Marcel Pociot: Yes. Right. User interface libraries to share and I put them open source and I think I did Titanium for, maybe, one and a half years. Mostly Titanium and then also some Java and Objective C to work on some native modules. During that time, I got bit away from PHP because also, at the time, there was no Composer. The whole ecosystem wasn't as stable as it is right now.
Matt Stauffer: Yes. What brought you back?
Marcel Pociot: Well, I think it was just a client project. [laughs]
Matt Stauffer: Okay. Did they say PHP or it was a web and you had to pick and you just pick PHP because you knew it?
Marcel Pociot: Yes, because I knew it and also because of React Native. When React Native was announced, Titanium just pretty much died.
Matt Stauffer: Yes. But that was pretty recently, right?
Marcel Pociot: Well--
Matt Stauffer: Like a year [crosstalk]
Marcel Pociot: No. Native is more around more than a year, I think.

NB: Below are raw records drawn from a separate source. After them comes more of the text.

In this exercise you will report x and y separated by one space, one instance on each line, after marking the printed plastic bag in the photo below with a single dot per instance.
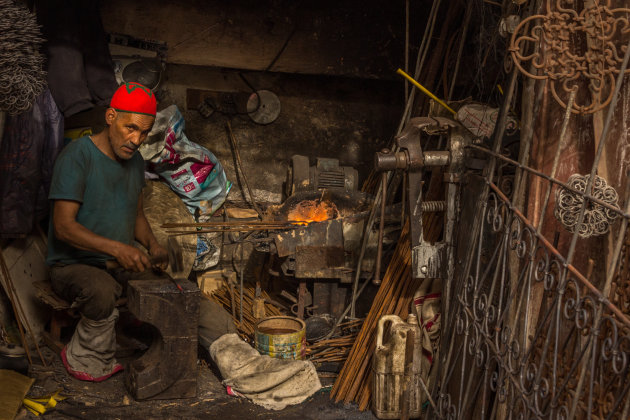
191 170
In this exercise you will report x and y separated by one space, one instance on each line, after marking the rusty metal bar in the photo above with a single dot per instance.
381 228
601 298
548 178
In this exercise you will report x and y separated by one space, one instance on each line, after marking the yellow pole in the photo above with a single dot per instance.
426 92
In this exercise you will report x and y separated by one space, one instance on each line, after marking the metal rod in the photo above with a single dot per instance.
548 178
622 317
426 91
381 227
600 150
460 49
242 274
556 159
240 167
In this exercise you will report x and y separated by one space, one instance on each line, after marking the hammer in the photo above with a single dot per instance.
173 257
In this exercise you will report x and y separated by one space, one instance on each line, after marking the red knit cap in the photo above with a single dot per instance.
134 97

Matt Stauffer: Is that real? I believe you, I don't actually know. Okay. Yes, let's say, it may be as long time as 2015 but-- because a lot of times when I hear people talk about "I stepped away from PHP--", blah, blah, blah, "and I finally came back", and they are in the Laravel community. A lot of them came back right around the time when Laravel 4 came out. Maybe I just got the timeline on that wrong in my head. When did Laravel 4 come out?

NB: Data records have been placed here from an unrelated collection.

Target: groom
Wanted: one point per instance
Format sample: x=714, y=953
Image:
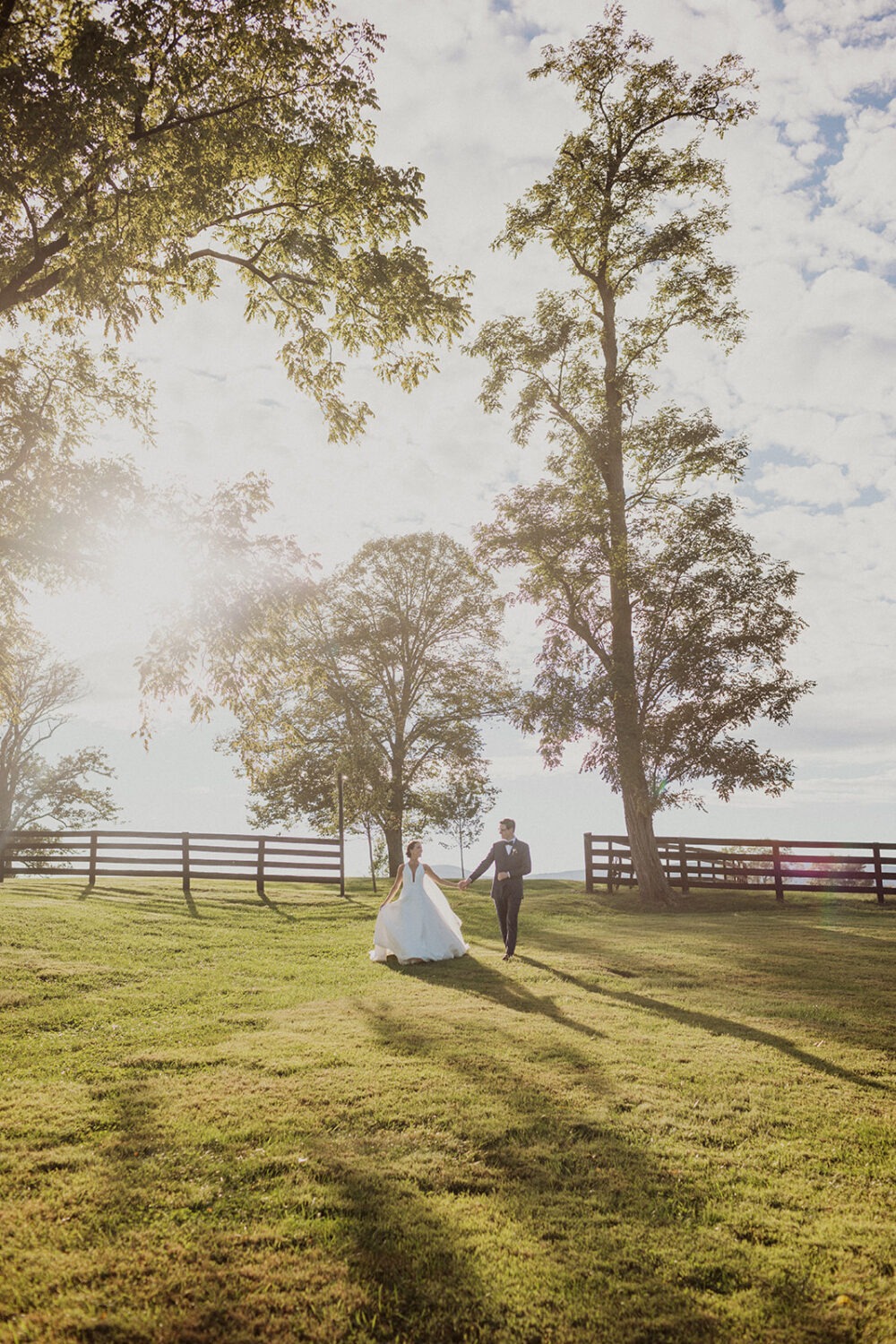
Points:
x=512, y=862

Marcel Pociot: When I started working with their Laravel, 5 came out. I think I worked with 4 for about a month.
Matt Stauffer: That is what I was expecting then. Okay.
Marcel Pociot: Yes. We started this SaaS product at our company and we chose to use Laravel 5 because-- I think the main reason was the form requests, which just blew my mind. I thought they were super cool to validate stuff and then we decided to pick up, there Laravel 5 during the development with the beta, there was no good decision.

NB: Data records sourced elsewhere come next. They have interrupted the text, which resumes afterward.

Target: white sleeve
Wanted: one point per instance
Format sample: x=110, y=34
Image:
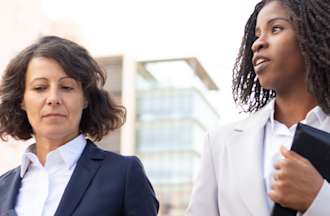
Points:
x=321, y=204
x=204, y=199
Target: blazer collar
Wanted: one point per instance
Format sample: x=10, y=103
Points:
x=87, y=167
x=9, y=190
x=246, y=153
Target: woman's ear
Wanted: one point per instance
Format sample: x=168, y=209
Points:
x=22, y=106
x=85, y=104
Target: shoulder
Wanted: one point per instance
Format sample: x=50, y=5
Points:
x=9, y=175
x=117, y=161
x=228, y=132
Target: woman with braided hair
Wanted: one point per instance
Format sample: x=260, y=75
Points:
x=282, y=77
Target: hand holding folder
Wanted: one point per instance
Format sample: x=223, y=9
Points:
x=314, y=145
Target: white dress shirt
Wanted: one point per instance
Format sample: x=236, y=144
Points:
x=277, y=135
x=43, y=186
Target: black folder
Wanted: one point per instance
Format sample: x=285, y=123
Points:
x=314, y=145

Matt Stauffer: I didn't say and it was also bad decision.
Marcel Pociot: We had to fix several things every day and at some point we just pinned the dependency to one specific commit, so we knew, “okay, this is working”
Matt Stauffer: And you built against that commit until you released it until and then deal with all the fixes at once.
Marcel Pociot: And then it stays that way for a long time
Matt Stauffer: It's funny. This timeline does line up here is what I have seen, as four came out in 2013, five came out in 2015 and React Native was announced probably at some point in 2015. So you were deep in titanium, you were off in that world and interestingly you were doing a lot of other mobile stuff. You talked about getting into Java, getting into objective C a little bit it, so it was both Titanium, which is JavaScript but then also the adapter worlds, which means you got to know a little bit of Java from Android, a little objective C for Apple and then you all of a sudden come and jump back into PHP and it was Laravel 5, things were modern and Composer all that kind of stuff, were you still working for that same consultancy at that point?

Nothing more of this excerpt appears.